Wednesday, August 08, 2007

The Ideological Bait and Switch

Julian Sanchez makes an interesting point:
Now, far be it from me to dispute any movement's decisions about how to define its terms. But these rather strong criteria [for who qualifies as a real feminist] strike me as incompatible with the expressions of frustration we sometimes hear about people's reluctance to self-apply the label "feminist." The criteria in those cases seem rather looser: "Don't you support gender equality? Don't you think people doing equivalent work should be paid the same? Aren't you opposed to rigid gender roles and double-standards? Well, then you're a feminist!" If that's the standard, then I am a feminist, and so are the vast majority of people I know. If the standard is the wholesale acceptance, in practice as well as theory, of the ideology held by the modal Feministe commenter, I suppose I'm not and probably don't aspire to be. But by that standard, neither are most women I know.

The problem generalizes: any movement or ideology will face conflicting pressures towards both inclusion and exclusion. On the one hand, a "big tent" is required to attract people to your tribe. But on the other hand, you also want to persuade these people to adopt your more specific (and controversial) views. It's easy enough to apply social pressure once they've signed up, as nobody wants to lose their tribal identity. What better way to manipulate people into agreeing with you? Force a choice between "The Patriarchy is oppressing women everywhere!" and "Bah, then you oppose gender equality!", and hope no-one notices the false dilemma.

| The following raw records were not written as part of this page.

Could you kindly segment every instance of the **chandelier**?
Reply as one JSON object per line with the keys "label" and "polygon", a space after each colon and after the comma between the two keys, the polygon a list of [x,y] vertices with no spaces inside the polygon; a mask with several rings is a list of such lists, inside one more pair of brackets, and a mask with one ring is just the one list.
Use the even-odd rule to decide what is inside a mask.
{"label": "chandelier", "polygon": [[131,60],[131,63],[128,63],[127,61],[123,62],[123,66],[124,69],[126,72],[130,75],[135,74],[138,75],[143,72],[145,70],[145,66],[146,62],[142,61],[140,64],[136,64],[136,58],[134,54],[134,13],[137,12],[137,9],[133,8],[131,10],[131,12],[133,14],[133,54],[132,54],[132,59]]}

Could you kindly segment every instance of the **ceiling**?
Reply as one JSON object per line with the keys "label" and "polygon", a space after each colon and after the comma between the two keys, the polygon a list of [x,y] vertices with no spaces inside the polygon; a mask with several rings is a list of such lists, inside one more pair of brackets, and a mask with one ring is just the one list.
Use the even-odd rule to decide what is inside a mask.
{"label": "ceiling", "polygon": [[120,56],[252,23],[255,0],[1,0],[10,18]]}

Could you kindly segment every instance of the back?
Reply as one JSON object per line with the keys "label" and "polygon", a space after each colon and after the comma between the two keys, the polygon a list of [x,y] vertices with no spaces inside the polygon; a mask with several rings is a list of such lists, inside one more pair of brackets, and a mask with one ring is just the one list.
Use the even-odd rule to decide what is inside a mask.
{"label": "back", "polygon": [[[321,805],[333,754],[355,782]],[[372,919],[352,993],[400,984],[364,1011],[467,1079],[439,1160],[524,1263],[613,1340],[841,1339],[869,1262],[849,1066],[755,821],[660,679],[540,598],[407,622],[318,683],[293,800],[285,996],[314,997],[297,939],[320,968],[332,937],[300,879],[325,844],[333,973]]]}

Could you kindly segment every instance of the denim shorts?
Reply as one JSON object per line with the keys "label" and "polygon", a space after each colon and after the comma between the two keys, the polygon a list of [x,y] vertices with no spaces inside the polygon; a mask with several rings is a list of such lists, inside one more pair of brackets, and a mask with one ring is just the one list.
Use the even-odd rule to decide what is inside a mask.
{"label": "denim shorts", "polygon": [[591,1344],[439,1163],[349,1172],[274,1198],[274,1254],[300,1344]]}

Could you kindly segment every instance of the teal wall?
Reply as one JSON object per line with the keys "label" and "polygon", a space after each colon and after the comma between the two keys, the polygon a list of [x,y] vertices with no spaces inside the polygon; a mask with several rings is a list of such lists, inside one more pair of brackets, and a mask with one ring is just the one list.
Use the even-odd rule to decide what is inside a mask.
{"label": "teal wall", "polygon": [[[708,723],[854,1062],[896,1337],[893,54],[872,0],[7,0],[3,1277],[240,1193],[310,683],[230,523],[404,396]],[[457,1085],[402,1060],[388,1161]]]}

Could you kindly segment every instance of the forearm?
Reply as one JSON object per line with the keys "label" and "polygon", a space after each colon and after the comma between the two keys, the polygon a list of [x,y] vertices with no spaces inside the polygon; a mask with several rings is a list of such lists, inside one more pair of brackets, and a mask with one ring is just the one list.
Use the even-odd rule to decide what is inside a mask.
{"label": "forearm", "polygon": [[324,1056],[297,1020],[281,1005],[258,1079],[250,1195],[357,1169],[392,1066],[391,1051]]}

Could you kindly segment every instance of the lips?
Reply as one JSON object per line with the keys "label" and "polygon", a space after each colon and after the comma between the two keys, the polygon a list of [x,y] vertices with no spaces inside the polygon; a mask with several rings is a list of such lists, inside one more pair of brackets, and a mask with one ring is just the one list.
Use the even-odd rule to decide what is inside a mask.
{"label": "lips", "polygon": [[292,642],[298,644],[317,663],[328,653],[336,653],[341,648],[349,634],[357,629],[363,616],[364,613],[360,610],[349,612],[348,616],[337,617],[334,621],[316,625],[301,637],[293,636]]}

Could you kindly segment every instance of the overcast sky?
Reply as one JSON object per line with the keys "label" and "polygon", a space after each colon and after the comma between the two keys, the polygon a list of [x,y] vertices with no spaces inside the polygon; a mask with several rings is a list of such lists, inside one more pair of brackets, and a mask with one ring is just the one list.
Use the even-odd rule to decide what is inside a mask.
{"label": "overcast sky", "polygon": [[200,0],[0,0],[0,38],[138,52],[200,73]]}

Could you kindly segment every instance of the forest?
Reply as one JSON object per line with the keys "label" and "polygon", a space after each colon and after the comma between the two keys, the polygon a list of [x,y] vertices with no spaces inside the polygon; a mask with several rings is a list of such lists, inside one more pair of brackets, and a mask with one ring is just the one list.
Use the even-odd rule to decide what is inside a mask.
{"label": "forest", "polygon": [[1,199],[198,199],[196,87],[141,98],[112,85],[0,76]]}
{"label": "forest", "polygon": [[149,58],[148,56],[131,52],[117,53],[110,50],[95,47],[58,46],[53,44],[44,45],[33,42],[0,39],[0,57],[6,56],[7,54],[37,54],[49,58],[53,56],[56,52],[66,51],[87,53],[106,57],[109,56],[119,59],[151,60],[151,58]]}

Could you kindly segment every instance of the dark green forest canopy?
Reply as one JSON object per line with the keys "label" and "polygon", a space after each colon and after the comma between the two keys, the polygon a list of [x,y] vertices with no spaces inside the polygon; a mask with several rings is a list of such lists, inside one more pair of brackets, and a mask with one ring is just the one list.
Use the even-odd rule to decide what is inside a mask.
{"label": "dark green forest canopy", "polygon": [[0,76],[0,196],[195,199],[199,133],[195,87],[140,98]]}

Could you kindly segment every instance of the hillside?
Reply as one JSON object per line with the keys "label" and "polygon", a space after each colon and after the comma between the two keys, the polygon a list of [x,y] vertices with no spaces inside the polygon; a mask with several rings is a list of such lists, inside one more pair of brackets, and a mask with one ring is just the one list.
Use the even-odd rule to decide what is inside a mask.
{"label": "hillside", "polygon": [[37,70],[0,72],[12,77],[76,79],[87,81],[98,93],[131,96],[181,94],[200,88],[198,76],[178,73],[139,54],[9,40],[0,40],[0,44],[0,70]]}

I guess that's a reason to be suspicious of labels in general. Their equivocation is avoided if we tackle the issues directly. It hardly matters what we call our resulting view. But there's a sense in which such definitional squabbles may be more substantive than they seem. Most charitably, arguments about the "true meaning" of an ideological label may be interpreted as questioning what is the most coherent and compelling version of that ideology, i.e. what position the diverse adherents would eventually converge upon, given ideal epistemic conditions. Importantly, such claims then stand in need of real argumentative support, rather than mere definitional stipulation.

Having said that, if stipulation is called for, I would recommend going with a narrower position for sake of enabling debate. There's no point taking a stand when nobody disagrees with you in the first place!


  1. On a slightly facetious note, have you seen this: BlogWarBot
    I found it rather amusing.

    On a more serious note I agree with Julian, these sorts of disputes about names can often sidetrack the real issues. (Recall the Life of Brian)

    Could this be solved by the use of that innovation of the biological sciences, the genus/species distinction?

    I do this when I talk about ethical theories with my students I give them an explanation of the genus ie consequentialism and the core claims of a theory that make it consequentialist, I then give examples of specific species of consequentialism ie ethical egoism, act utilitarianism, rule utilitarianism, satsificing and so on. I think this is useful because people's intutions I think lead them to the broad theory ie the genus, but not often to a specific species. Thus if a species of theory is shown to be wrong they can always shift to a different member of that family.

  2. Yeah, that sounds helpful!

    (Funny link, too...)

  3. As plausible as the view that feminists are out trying to manipulate men is, I'm afraid feminists disagree over what counts as a feminist. Actually, many feminists would disagree completely that "if you believe in gender equality, etc. voila! you're a feminist."

    You recommend going for a narrower position. There is one, actually, that is super narrow. Some radical feminists believe men simply can't be feminists, period (this is doubtless because they harbor a deep hatred of the entire male race). Not very inclusive, you see. This is a topic of a lot of internal dispute within feminists, what does the 'feminist' label denote, and what should it denote.

    There are more moderate positions in between, of course, but your last few lines suggest you were unaware of the existence of these narrower definitions or labeling criteria.

    And indeed, these debates are, despite appearances, substantive and not merely about definitions or labels. If they were, we could simply pick something and go with that.

  4. Oh, right, I certainly don't mean to suggest that one should always go with the narrowest definition. I was more just criticizing the practice Julian refers to as "[expressing] frustration... about people's reluctance to self-apply the label 'feminist.'" Example: Belle Waring - "Reducing the stigma attached to being a victim of sexual assault would be a great idea. So great, that it already has a name…feminism!" That sort of approach neglects the substantive disagreements that people have.